払ってほしいと言った人だけ助けるとか、言わないような人は助けないということがあってはいけないわけで、政府の決定には影響しないわけですが、自分自身がどういうつもりで現場に入っているかということを改めて示しておいた方がよいであろうと。

これは2004年の拘束、当時私は人質になったわけではないのですが、相手から要求は一切出ていませんので、スパイ容疑で捕まったわけですが、日本政府が助けてくれると思って現場に行っているのではないかということを非常に言われましたので、どうしてもそういったことではないと。

政府による救出を期待して行っているのではなくて、自分の判断で入っていることを示しておく必要があるだろうと考えました。その結果私自身がどういった結果というか、帰ってこれるのか、これないのか、わかりませんけれども、そういったことを示しておくことが、日本にいる家族に対してもよいのではないかと。

自己責任という話が出ていますけれども、同時に家族の責任を追及するのが日本社会でして、家族の連帯責任という自己責任でありながら同時に連帯責任であることは経験していましたので、自分自身で責任を取るという姿勢といいますか、自分だけで責任を取れるわけではないのですが、そういった姿勢というものを示すことが家族にとってはよいのではないかも考えました。

それから相手とのやり取りの中で、彼らは組織名をずっと明かしてないのです。彼らは何者であるのか。それは日本政府に対してもそうしている、と彼らは言っていて、そうすると例えばイスラム国のような組織が映像を流して人質を殺害するというのは自分たちのアピールに使っているわけです。

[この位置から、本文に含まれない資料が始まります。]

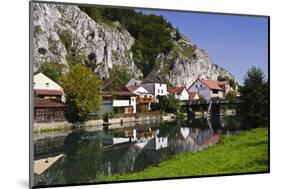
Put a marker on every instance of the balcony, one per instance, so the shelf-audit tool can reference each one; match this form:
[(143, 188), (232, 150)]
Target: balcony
[(145, 100), (121, 103)]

組織名を言わないでいることは、殺害をしてもアピールにはならないわけでして、彼ら自身、「殺しても何の利益にもならない」ということをずっと言っていましたし、うまく対応すれば身代金を取れなくてもそのまま放り出すとかも可能性はあったので、家族を安心させるという意味も含めて、無事に帰るからというメッセージを入れています。